Selain narasumber utama, kegiatan ini juga dihadiri oleh Dr. Saryono Yohanes, Wakil Dekan II Fakultas Hukum Undana. Ia memberikan apresiasi tinggi terhadap acara ini dan berharap bahwa kegiatan serupa akan terus berlanjut untuk menciptakan iklim mahasiswa yang kritis, tidak hanya di lingkungan kampus, tetapi juga dalam masyarakat.

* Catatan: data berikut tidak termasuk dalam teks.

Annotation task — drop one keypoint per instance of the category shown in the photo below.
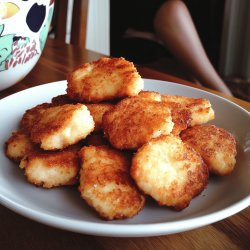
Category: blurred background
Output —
(223, 27)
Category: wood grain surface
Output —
(18, 232)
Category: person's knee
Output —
(168, 12)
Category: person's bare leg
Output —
(174, 26)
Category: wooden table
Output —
(17, 232)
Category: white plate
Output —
(63, 208)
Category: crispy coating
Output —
(61, 100)
(18, 146)
(216, 146)
(31, 116)
(201, 109)
(104, 79)
(150, 96)
(96, 139)
(50, 169)
(105, 183)
(97, 110)
(61, 126)
(170, 171)
(181, 115)
(133, 122)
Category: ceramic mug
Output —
(24, 26)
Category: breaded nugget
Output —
(31, 116)
(52, 168)
(105, 183)
(170, 171)
(201, 109)
(216, 146)
(104, 79)
(96, 139)
(150, 96)
(62, 99)
(61, 126)
(181, 116)
(18, 146)
(133, 122)
(97, 110)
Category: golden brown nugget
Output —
(150, 96)
(170, 171)
(61, 126)
(50, 169)
(97, 110)
(134, 122)
(96, 139)
(62, 99)
(104, 79)
(201, 109)
(216, 146)
(32, 115)
(105, 183)
(181, 116)
(18, 146)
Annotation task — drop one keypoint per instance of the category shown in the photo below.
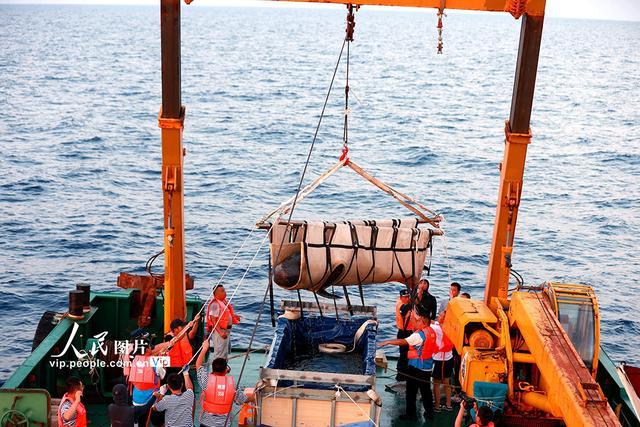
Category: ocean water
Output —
(80, 196)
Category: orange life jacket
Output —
(403, 323)
(425, 350)
(447, 345)
(225, 311)
(218, 397)
(247, 415)
(142, 375)
(181, 352)
(81, 413)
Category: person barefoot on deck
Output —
(218, 391)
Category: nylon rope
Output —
(228, 300)
(186, 330)
(304, 171)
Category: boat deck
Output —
(392, 404)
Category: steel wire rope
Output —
(293, 206)
(209, 298)
(229, 300)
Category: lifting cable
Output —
(302, 175)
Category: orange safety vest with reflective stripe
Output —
(403, 323)
(142, 375)
(225, 311)
(218, 397)
(447, 345)
(181, 352)
(81, 413)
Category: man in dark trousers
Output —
(422, 345)
(427, 302)
(405, 328)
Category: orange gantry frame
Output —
(530, 7)
(171, 121)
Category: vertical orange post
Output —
(517, 139)
(171, 121)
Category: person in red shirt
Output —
(220, 319)
(71, 412)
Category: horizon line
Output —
(277, 5)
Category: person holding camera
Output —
(71, 412)
(178, 406)
(484, 415)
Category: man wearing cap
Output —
(405, 328)
(423, 299)
(220, 318)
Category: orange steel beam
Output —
(516, 7)
(517, 139)
(571, 391)
(171, 121)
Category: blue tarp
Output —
(302, 336)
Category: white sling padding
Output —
(319, 254)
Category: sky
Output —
(624, 10)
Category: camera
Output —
(468, 402)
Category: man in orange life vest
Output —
(144, 380)
(422, 345)
(218, 390)
(220, 318)
(405, 328)
(71, 412)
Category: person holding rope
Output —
(220, 318)
(422, 345)
(442, 366)
(405, 328)
(218, 390)
(177, 343)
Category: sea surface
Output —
(80, 189)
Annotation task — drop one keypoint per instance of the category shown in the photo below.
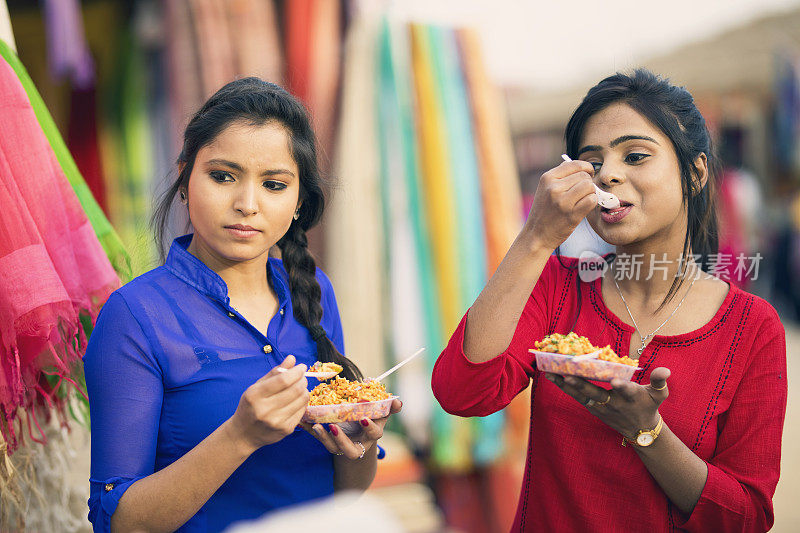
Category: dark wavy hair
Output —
(673, 111)
(257, 102)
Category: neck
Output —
(632, 268)
(244, 279)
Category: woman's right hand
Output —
(272, 407)
(565, 195)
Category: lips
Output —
(612, 216)
(242, 227)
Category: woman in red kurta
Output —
(712, 384)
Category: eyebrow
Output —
(615, 142)
(238, 168)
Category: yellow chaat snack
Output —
(574, 344)
(319, 366)
(342, 390)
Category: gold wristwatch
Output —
(646, 437)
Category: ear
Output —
(700, 178)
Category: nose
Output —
(246, 201)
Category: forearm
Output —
(678, 471)
(168, 498)
(355, 474)
(493, 317)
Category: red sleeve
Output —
(465, 388)
(745, 468)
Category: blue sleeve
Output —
(330, 312)
(125, 387)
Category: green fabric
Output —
(108, 238)
(129, 149)
(486, 435)
(396, 110)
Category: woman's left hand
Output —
(627, 408)
(336, 442)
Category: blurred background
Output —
(436, 119)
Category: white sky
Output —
(555, 45)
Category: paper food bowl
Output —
(593, 369)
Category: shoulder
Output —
(760, 314)
(136, 293)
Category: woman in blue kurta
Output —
(193, 425)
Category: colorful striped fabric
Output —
(353, 222)
(414, 316)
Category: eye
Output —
(274, 185)
(635, 158)
(220, 176)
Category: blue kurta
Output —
(166, 365)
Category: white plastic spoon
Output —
(398, 365)
(604, 199)
(318, 375)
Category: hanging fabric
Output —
(502, 198)
(53, 270)
(452, 436)
(68, 53)
(466, 191)
(83, 142)
(353, 223)
(297, 25)
(255, 38)
(413, 315)
(323, 75)
(217, 62)
(102, 228)
(6, 33)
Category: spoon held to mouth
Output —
(604, 199)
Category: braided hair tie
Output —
(317, 333)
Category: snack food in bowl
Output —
(344, 402)
(559, 353)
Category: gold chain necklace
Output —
(645, 338)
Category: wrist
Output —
(231, 431)
(534, 244)
(647, 435)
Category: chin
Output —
(234, 251)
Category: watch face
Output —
(645, 439)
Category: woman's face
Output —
(243, 191)
(634, 160)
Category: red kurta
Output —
(727, 399)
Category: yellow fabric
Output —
(502, 199)
(436, 179)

Diskusi ini telah memberikan wadah bagi mahasiswa dan masyarakat umum untuk memahami, mendiskusikan, dan merenungkan dampak dari putusan MK Nomor 90/PUU-XXI/2023 terhadap demokrasi di Indonesia. Berbagai pandangan dan pemikiran dari para narasumber telah memberikan perspektif yang beragam, dan menjadi bagian penting dalam upaya memahami isu-isu kompleks yang memengaruhi perkembangan demokrasi di negeri ini.